I am aware of the generally inconsistent treatment of fiduciary protection via 404(c) compliance, but I was wondering if there is any consensus as to how to draft so as to have the best shot at compliance. I have always been rather detailed in the investment direction section of the plan, even describing the then fund offerings. Lately I have been reviewing plans that are so skimpy they basically just state the intention to comply with 404(c).

What's your experience?
jpod
I believe the better practice is that neither the plan document nor the trust agreement (if there is a separate trust agreement) should take a position on the intention vis a vis 404c compliance.

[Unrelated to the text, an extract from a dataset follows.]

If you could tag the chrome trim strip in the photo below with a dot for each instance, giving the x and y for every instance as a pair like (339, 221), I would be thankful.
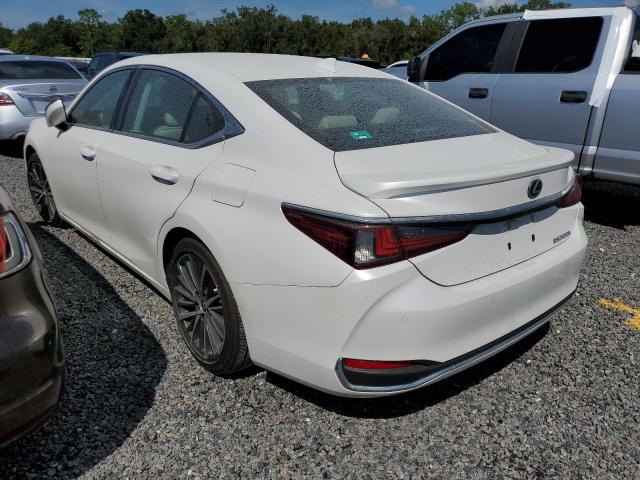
(23, 243)
(489, 216)
(479, 217)
(457, 367)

The disclosures pertinent to 404c should be made via a separate doc or set of docs.
K2retire
Interesting. The Corbel prototype makes that selection part of the adoption agreement.
Sieve
The devil's in the details. Corbel's AA only indicates the intent of the Plan to meet ERISA 404(c), but whether or not there is 404(c) compliance will come down to administrative operation. I don't think the statement in the document or SPD is of much consequence, except to cause employees to think that they are ultimately responsible for their investments--which, of course, may not be the case--and therefore they ought to be very careful and subsequently diligent when making investment decisions

My experience is that very few, if any, of the plans that say they are 404(c) compliant actually are.
J Simmons
QUOTE (bobolink @ Mar 25 2009, 02:10 PM) *
I am aware of the generally inconsistent treatment of fiduciary protection via 404(c) compliance, but I was wondering if there is any consensus as to how to draft so as to have the best shot at compliance. I have always been rather detailed in the investment direction section of the plan, even describing the then fund offerings. Lately I have been reviewing plans that are so skimpy they basically just state the intention to comply with 404(c).

What's your experience?


Given that when the question would ever be litigated the operational facts will then have occurred, I would prefer to defend a document (in light of whatever operational facts may or may not be) that is vague (merely states the intent is 404c compliance) than a document that detailed out how that compliance was intended. If the operational facts are at odds with a detailed 404c document, that could give the court an extra reason to find that the plan fiduciaries are not entitled to 404c relief. And there's also the problem that a discrepancy between operational facts and a detailed document could lead to an ERISA violation by the fiduciaries failing to operate the plan as written.